Interruzioni di gravidanze sul nostro territorio: i numeri in Italia
Anche se di diversa entità, nel corso degli anni, gli aborti hanno seguito una progressiva e costante diminuzione, dai 240.000 del 1982 siamo passati agli 84.000 del 2016. Per quanto riguarda la distribuzione geografica, il numero di aborti è leggermente maggiore al Nord rispetto al Sud ed alle Isole.
La legge non sancisce la libertà di ricorrere indiscriminatamente all’aborto, ma delimita i termini per interrompere una gravidanza non desiderata, entro certi limiti ben precisi di tempo e condizioni. È possibile ricorrere all’IVG entro i primi 90 giorni di gravidanza. Per gli aborti terapeutici il periodo è fino al 4°- 5° mese.
Ma perché in Italia è così difficile abortire?
In Italia è diventato sempre più difficile ricorrere all’IVG a causa di un numero crescente di medici obiettori di coscienza, che si rifiutano di prestare la propria opera per motivi etico-religiosi, ma anche perché i medici abortisti vengono osteggiati ed ostacolati nel loro lavoro. Molti reparti di ginecologia, infatti, sono in mano a primari obiettori provenienti da università cattoliche. In alcuni ospedali, ad essere obiettori non sono solo i medici, ma anche tutto il personale che ruota intorno all’intervento: dall’anestesista all’infermiere strumentalista.
La regioni in cui è più massiccia la presenza di obiettori di coscienza con il 97% è il Molise, seguita dalla Basilicata con l’88%, la Puglia, la Sicilia, la Campania, l’Abruzzo con oltre l’80%, quindi il Lazio col 78% , Lombardia Trentino e Veneto col 71% , la Calabria con 69,5% e via via a diminuire fino a giungere all’Emilia Romagna che ha la percentuale più bassa pari al 48,2%. Una legge - se non viene applicata - è come se non ci fosse ed è dietro l’angolo il pericolo, sempre più crescente, di un colpo di mano per renderla più restrittiva.
Ma qual è il profilo delle donne che ricorrono a questo intervento?
I tassi più alti di donne che ricorrono all’aborto si hanno fra quelle di età compresa tra i 25 e i 34 anni. Fra le italiane che hanno abortito nel 2016 il 45% era in possesso di diploma di maturità, il 47% aveva un’occupazione, il 57,8 % era nubile, il 44% non aveva figli.
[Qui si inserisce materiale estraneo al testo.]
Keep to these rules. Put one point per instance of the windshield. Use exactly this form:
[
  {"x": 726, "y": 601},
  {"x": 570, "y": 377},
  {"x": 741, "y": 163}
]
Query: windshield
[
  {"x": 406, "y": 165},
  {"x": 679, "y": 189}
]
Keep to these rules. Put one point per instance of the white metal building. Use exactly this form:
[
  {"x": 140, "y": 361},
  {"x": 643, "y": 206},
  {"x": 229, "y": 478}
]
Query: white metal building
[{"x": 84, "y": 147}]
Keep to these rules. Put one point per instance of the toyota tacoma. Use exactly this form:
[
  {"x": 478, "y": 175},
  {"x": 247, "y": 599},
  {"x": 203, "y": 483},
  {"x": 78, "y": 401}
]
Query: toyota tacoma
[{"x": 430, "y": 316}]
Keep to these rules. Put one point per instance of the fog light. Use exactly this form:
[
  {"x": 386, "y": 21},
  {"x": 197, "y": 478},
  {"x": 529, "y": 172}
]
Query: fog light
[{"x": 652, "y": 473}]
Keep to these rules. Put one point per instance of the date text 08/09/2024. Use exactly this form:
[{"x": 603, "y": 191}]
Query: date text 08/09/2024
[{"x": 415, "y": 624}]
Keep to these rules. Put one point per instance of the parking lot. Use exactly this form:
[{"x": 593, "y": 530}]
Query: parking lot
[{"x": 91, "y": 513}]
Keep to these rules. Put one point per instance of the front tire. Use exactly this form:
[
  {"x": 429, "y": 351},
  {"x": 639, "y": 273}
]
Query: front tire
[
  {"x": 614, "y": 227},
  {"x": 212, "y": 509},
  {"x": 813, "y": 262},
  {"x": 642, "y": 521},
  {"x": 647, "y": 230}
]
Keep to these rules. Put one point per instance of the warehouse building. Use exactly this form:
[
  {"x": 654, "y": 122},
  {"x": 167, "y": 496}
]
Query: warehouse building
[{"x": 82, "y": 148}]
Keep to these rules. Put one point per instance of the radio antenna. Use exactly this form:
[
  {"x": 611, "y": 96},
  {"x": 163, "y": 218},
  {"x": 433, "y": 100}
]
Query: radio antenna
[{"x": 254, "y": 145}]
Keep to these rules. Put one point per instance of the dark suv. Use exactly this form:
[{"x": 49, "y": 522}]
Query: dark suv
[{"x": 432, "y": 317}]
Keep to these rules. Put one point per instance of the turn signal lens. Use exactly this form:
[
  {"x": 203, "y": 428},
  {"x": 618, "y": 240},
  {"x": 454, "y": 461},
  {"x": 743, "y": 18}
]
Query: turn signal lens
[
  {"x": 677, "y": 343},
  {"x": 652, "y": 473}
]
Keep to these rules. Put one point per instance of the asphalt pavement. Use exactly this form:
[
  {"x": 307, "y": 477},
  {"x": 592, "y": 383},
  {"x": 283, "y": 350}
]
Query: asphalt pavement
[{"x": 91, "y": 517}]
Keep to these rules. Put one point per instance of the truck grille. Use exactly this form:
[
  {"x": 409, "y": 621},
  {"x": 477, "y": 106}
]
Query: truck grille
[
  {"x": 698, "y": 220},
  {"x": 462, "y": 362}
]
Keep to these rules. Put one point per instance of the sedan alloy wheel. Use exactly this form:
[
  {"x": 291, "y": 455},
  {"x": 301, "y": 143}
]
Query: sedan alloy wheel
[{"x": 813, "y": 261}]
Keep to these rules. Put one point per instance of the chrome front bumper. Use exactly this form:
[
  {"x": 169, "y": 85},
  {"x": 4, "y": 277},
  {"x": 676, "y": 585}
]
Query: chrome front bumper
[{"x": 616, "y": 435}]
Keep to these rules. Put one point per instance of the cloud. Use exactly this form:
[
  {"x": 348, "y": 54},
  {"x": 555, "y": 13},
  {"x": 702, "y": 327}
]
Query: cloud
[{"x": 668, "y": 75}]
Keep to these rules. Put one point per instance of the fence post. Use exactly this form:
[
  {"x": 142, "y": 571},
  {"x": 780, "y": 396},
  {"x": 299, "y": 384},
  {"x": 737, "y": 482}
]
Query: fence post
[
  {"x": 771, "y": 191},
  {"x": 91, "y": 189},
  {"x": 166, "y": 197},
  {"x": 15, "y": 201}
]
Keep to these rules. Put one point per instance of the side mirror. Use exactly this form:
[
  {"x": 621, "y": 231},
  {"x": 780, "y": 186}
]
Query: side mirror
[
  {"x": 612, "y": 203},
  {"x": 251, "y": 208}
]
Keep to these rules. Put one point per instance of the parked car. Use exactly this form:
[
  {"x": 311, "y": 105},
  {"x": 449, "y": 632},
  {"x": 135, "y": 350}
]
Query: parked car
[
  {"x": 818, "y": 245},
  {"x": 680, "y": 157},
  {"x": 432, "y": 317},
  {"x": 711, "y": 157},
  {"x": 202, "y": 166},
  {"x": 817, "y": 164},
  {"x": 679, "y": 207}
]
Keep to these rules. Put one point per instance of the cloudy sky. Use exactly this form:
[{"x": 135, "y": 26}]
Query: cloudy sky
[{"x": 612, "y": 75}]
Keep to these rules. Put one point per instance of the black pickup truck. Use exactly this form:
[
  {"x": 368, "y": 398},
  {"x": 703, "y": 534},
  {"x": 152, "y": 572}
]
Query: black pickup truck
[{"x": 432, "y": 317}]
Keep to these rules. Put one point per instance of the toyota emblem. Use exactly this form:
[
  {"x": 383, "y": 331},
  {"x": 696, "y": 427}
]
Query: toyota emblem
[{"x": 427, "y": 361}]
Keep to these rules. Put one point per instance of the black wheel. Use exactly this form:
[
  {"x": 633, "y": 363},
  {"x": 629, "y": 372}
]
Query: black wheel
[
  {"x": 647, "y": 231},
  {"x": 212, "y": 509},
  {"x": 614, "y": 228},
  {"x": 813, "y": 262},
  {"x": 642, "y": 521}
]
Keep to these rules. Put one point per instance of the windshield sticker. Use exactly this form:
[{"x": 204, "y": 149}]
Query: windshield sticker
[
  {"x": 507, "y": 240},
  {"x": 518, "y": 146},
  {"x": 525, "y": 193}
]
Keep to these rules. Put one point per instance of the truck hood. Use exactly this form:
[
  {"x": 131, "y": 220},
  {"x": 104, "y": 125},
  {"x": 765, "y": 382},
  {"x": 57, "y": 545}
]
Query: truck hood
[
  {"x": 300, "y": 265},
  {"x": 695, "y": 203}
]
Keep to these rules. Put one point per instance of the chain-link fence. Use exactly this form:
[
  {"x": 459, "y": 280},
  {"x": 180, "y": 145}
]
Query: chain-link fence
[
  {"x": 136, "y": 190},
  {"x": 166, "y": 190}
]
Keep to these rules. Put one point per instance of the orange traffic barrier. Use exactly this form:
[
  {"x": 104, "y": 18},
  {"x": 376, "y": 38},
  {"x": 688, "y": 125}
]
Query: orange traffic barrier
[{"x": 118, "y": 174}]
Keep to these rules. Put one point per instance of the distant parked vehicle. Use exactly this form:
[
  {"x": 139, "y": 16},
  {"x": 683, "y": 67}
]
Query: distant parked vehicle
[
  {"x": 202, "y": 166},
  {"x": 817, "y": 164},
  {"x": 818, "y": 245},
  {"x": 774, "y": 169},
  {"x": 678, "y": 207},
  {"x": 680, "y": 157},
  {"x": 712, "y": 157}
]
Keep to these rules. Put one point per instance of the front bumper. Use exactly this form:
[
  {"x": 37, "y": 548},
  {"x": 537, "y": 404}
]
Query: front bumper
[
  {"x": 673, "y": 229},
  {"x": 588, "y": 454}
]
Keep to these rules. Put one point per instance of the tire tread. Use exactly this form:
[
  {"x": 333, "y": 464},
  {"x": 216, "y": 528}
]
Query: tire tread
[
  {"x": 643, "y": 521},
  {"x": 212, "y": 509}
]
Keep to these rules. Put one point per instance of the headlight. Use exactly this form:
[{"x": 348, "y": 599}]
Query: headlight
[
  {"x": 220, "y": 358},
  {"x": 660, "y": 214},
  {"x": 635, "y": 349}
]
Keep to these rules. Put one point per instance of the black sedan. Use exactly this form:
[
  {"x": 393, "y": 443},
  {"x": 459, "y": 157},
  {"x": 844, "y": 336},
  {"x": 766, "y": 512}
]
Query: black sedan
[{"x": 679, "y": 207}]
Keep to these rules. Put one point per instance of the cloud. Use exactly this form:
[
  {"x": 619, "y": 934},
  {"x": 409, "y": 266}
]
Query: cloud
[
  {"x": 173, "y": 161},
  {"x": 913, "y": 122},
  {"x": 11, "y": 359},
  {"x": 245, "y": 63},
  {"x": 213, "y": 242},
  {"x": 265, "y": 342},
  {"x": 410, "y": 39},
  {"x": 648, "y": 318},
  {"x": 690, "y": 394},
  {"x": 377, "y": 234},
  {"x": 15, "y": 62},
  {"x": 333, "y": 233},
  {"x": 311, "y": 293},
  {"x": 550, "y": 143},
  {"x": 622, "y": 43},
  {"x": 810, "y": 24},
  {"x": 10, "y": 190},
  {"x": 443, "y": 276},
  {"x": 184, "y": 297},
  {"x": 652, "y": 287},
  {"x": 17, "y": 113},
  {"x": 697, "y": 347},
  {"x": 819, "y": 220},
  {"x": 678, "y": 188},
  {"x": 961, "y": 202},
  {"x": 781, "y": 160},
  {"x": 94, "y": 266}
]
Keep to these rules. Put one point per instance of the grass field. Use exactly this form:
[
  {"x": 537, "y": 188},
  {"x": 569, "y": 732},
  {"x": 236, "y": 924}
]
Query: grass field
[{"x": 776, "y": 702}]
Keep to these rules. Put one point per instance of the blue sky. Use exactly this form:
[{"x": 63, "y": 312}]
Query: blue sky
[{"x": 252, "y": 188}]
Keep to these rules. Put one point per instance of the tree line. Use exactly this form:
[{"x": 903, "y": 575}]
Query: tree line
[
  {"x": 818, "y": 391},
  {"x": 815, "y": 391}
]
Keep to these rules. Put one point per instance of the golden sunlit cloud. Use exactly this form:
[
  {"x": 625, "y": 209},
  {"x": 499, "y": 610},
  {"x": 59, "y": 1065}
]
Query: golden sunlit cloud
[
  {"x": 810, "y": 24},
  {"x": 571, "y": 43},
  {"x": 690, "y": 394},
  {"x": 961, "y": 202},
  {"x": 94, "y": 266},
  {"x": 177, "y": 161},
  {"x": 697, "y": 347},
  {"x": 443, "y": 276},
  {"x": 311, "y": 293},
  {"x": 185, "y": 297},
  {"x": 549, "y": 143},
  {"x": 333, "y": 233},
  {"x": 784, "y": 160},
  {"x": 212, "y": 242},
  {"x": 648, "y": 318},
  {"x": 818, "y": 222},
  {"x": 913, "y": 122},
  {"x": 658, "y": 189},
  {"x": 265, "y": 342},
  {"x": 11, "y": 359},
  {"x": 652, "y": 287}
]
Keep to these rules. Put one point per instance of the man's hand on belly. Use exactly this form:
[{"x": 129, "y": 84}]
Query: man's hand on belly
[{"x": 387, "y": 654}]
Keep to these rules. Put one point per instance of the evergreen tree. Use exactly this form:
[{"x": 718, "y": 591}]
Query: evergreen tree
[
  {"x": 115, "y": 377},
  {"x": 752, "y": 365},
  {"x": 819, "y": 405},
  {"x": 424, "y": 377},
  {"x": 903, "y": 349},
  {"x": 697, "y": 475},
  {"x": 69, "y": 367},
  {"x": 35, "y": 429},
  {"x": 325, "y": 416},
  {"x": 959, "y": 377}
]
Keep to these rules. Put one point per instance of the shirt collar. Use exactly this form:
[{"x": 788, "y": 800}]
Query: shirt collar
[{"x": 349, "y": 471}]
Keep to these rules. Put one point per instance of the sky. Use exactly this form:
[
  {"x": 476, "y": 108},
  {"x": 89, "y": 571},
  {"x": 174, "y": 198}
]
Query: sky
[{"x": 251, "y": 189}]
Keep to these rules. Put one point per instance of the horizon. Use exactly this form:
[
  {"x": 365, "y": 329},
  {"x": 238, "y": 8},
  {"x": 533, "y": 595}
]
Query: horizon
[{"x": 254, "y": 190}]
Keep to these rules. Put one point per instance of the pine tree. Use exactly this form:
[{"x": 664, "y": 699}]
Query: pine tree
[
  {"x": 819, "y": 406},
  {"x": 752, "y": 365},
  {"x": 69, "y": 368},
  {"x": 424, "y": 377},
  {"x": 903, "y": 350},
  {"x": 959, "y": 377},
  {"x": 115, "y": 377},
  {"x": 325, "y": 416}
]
Fra le straniere, invece, il 46% era in possesso della licenza media inferiore ed il 39,2% aveva un’occupazione.
La decisione di porre fine ad una gravidanza è sempre un momento di grande dolore per una donna, spesso è una scelta che avviene in perfetta solitudine. Altre volte sono le ragioni economiche, famigliari o occupazionali ad indurre verso l’aborto, ma qualunque sia la ragione, nessuna donna lo fa a cuor leggero. In una società che si definisce civile, la strada corretta per impedire una interruzione di gravidanza volontaria è sicuramente quello di gettare le basi per un cambio di passo del ruolo della donna, troppo spesso marginale e subordinato all’uomo, ma anche la costruzione di un solido welfare a protezione dei soggetti più deboli e l'educazione sessuale e affettiva nelle scuole, dove germogliano le idee e si formano i cittadini di domani.
Per impedire gli aborti non è corretto - né tantomeno democratico - alzare argini per disattendere la legge. Per scongiurare un aborto è necessario che la società e la politica si facciano carico di risolvere in maniera seria le problematiche che spingono una donna a perseguire questa strada: solo così l’aborto diventerà veramente l’extrema ratio a cui ricorrere.